People talk a lot about music being confrontational, but how often is it really? Especially in regard to anything on the “punk” spectrum, “confrontational” is generally shorthand for “loud and snotty.” When music is actually confrontational, it can hurt. It can aggravate you. Piss you off. Take for instance Lou Reed’s Metal Machine Music. What an annoying pile of horseshit. BUT in its web of nonsensical, anti-melodic feedback, it’s also beautiful if you hear it with the right kind of ears. Beautiful too is the intent—its relentless and all-consuming “fuck you” like a great black storm rolling in over the sea.
Released 13 years ago today, Z’s the Hard EP is actually confrontational. It begins with a repeated blurt of notes (saxophone?) that rip into you then do so again and again and again and again and again and again before anything else joins the music. When the rest of the instruments come in it’s pure screech, bleat, and skronk. It’s hard on the ears, yeah, and it attacks without mercy for most of the EP’s 15-some-minutes run-time. Pure assault. Total annihilation. You are being confronted. You are given things that hurt–and hurt for an extended period of time.

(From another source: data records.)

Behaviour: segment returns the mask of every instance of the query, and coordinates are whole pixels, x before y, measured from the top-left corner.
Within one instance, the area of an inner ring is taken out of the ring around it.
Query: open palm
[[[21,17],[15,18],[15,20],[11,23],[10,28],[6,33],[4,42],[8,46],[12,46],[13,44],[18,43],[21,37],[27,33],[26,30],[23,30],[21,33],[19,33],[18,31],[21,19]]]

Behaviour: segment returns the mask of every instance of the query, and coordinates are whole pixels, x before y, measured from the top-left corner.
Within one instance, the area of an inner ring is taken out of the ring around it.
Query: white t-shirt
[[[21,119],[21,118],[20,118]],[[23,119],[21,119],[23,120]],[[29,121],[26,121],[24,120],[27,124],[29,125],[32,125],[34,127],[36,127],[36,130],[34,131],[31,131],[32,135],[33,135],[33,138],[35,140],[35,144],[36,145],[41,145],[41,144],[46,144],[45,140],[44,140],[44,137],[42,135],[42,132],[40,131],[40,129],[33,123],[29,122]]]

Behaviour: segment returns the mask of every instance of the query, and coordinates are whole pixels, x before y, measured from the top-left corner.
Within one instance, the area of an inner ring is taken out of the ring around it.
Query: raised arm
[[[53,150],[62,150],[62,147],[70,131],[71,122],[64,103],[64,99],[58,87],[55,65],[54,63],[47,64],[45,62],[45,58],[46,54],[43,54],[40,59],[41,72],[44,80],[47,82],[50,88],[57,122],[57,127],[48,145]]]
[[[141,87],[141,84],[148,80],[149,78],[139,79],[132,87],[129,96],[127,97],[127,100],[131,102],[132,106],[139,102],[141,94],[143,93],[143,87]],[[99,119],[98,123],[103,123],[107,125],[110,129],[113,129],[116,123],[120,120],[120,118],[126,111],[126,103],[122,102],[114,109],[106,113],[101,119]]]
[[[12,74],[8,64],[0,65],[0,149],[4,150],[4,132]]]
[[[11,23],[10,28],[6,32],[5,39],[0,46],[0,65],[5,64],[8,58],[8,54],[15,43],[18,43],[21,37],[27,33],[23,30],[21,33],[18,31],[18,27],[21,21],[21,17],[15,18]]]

Sam Hillmer (tenor saxophone), Ben Greenberg (guitar), and Ian Antonio (drums) have made a truly confrontational record, and if that’s your thing (it’s mine), it’s a lovely piece of work. Ugly, brutal, mean, pushy, unconcerned with any sort of conception of audience enjoyment, but goddamn it’s pretty. Worth noting is side B’s etching from John Dwyer. If you could actually play the etching on side B it would probably sound a lot like side A. Fucking wonderful is what it is.
–Adam Gnade, author of the Three One G released books Locust House, This is the End of Something But It’s Not the End of You, Float Me Away, Floodwaters, and the upcoming “food novel”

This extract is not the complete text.